Anyone, the second novel by lawyer-turned-writer Charles Soule, grabbed my attention on the very first page and didn’t let go until the surprising conclusion on the last page. It’s the kind of story that keeps you up at night for just a few minutes longer when you should be going to sleep because you have to go to work early the next morning, which makes it the best kind of novel.
I discovered Charles Soule when he began writing the Star Wars: Darth Vader comic book for Marvel Comics. I’ve loved Star Wars since I was a child, and I had high hopes for the story of Anakin Skywalker’s early experiences as the Dark Lord of the Sith, and Soule’s treatment of Vader was truly groundbreaking. After that, I read some of Soule’s other Star Wars comics before reading his first novel Oracle Year.
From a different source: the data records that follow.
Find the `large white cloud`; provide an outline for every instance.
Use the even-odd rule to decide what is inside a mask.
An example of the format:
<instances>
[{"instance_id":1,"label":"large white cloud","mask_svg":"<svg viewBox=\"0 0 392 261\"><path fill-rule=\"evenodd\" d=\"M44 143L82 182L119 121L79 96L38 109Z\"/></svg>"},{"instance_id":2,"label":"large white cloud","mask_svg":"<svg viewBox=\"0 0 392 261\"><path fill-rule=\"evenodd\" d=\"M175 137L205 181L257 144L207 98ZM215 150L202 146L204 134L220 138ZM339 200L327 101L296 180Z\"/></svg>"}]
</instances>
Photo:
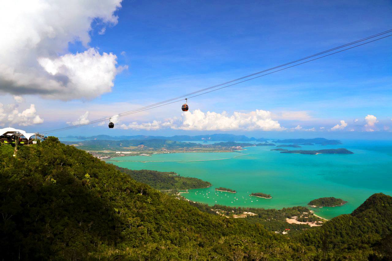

Oracle Year was fantastic, but the premise of Anyone didn’t actually appeal to me at first. However, I’ve come to enjoy Soule’s style of writing, so I decided to try it out. I wasn’t expecting to be caught up in not just one, but two stories that are both gut-wrenchingly tragic and intricately plotted.
I’ve been a fan of non-linear stories ever since LOST, and Anyone’s non-linear plot reminded me a lot of Emily St. John Mandel’s Station Eleven, which is one of my favorite novels of all time. The story shifts between Gabrielle White’s discovery and fight to develop the flash technology and Annami’s tragic story in a world revolutionized by two decades of the flash. Non-linear stories that focus on two different characters run the risk of losing reader interest after shifting to a different story. Shifts in point-of-view are why I was never able to get beyond a hundred pages or so of A Game of Thrones. I just found some character’s scenes nowhere near as interesting as others, so I’d struggle to read through one character’s story when I was desperate to get back to a story I enjoyed more.
Anyone wasn’t like that. Whenever the story would shift from Annami’s story back to Gabrielle’s story, I was ready to get back to Annami’s story, but I was also caught up in the progression of Gabrielle’s story, and vice versa. And Soule did a masterful job of weaving the two stories together, dropping subtle hints of how the two stories are connected throughout.
I won’t give away the end of the story, but my hope is that it’s not over and that Soule has an idea for a sequel. I’m often struck by a sense of bittersweet when I finish a novel I love because I hate that it’s over. I’ve spent so much time with these characters that they don’t feel like imagined people on a page, and the end of a novel means that time spent is over. Finishing Anyone was like that, which is why I can’t wait to read whatever Soule puts out next.